12 Eylül’den önceydi... Ve sonraydı...

Onlar bizim abilerimiz, dayılarımız ve amcalarımızdı. Kendi kavillerince hep yanımızda, halkın yanında oldular.

Mutlaka başka kuşakların da olmuştur; gençliklerini 1980 yılından başlayarak faşizmin toplama kamplarında yaşamak zorunda bırakılmış bizim kuşağın da toplumsal pratiklere katılışlarında kendisine ışık olduğunu düşündüğü, esinlendiği abileri, dayıları, amcaları vardı.

Yaşar Kemal, Vedat Günyol, A. Kadir, Asım Bezirci, Can Yücel...

Başka isimler de var tabi ancak anlatıyı özellikle kişisel tanışıklık ya da karşılaşmalar üzerinden kurmaya çalışacağım için aşağıdaki satırlarda onları bire bir anamamış olacağım; hatıraları önünde saygıyla eğilerek yad etmiş olayım. 

Bizim “Laz camiası”nda yaygın hitaptır; dayı, amcadan önce gelir. Bu hitapta içerili manânın şimdilerde kendinden on yaş büyük olduğunu tahmin ettiği genç yaşlı herkese “Dayı” diye seslenen şehirli muğlak öznenin hitabındaki manâyla alakası yoktur.
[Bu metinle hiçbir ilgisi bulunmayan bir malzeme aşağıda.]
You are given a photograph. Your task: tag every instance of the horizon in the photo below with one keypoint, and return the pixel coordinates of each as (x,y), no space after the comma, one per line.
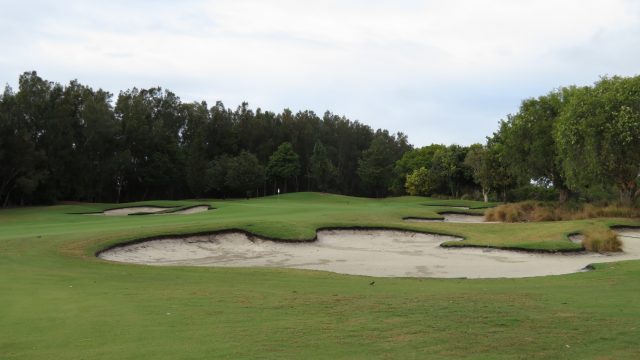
(437,72)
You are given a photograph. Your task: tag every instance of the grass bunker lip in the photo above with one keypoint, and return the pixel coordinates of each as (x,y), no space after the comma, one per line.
(372,252)
(151,210)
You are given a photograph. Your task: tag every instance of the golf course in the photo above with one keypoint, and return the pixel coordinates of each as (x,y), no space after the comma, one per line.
(59,300)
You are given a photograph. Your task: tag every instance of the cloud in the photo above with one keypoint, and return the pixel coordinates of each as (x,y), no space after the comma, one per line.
(441,71)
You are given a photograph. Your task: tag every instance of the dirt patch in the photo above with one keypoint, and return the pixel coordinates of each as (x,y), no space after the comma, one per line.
(385,253)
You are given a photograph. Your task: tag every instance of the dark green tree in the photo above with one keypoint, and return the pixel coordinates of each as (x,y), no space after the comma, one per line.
(244,174)
(322,170)
(284,164)
(599,137)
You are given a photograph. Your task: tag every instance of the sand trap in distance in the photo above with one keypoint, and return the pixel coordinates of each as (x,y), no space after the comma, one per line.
(383,253)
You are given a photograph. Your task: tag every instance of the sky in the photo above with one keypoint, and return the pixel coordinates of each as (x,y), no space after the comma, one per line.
(438,71)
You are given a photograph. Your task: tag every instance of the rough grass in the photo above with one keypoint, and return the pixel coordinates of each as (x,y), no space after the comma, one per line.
(545,211)
(601,240)
(57,301)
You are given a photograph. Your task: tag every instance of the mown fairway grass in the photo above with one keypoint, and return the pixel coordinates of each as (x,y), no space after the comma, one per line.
(57,301)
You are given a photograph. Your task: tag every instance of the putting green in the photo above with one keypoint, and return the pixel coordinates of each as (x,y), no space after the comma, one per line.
(58,301)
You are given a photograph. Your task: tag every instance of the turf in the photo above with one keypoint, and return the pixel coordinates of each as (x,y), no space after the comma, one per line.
(57,301)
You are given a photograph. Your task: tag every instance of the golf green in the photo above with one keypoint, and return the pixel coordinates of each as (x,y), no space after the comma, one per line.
(58,301)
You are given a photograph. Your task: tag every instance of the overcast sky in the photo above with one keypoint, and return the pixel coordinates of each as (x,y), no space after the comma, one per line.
(440,71)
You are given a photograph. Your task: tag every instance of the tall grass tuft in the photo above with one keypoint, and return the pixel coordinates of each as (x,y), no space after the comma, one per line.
(547,211)
(601,240)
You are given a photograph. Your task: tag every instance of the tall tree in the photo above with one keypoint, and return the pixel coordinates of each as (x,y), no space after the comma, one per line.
(322,170)
(599,136)
(284,164)
(375,167)
(528,138)
(244,174)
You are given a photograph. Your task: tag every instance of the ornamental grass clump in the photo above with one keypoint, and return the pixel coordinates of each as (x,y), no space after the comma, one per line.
(547,211)
(601,240)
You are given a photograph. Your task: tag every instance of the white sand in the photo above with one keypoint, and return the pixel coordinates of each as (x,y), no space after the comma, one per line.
(455,218)
(132,210)
(365,252)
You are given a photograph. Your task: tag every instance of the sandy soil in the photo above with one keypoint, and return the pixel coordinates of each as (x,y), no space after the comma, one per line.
(457,218)
(365,252)
(132,210)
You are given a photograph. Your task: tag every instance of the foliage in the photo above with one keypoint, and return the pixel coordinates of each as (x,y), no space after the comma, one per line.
(74,143)
(323,172)
(601,240)
(284,164)
(411,161)
(528,139)
(551,211)
(599,136)
(88,308)
(375,167)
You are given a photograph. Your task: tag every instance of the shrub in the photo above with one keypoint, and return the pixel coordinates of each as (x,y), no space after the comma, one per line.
(601,240)
(549,211)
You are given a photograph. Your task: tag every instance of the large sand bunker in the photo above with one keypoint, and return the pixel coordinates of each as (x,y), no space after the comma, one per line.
(384,253)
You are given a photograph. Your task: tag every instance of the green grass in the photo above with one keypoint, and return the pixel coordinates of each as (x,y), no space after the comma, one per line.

Sözünü ettiğim tarihsel kesitlerde dayı hitabı da amca da paylaşmacı, dayanışmacı toplum düşüncesinin çeperinde sevgi ifadesi olarak kullanılıyordu.

Yaşamın diyalektiği sürüyor; o günler de tıpkı şimdilerde olduğu gibi iyi insanların güzel atlara binip çekip gittiği günlerdi. (1) Biz dayıları ve amcaları o güzel atlar üzerinde, yaşamlarında görme şansına sahip olmuştuk.

Vedat Günyol

Vedat Günyol ile 1980’leri kat eden uzun mahpusluk yıllarından sonra, yurt ve dünya meselelerinin konu edildiği bir dost meclisinde tanışmıştık. İkinci karşılaşmamızı takiben, onu uzun yıllardır tanıyan herkes gibi “Vedat Dayı” diye hitap ederken bulmuştum kendimi.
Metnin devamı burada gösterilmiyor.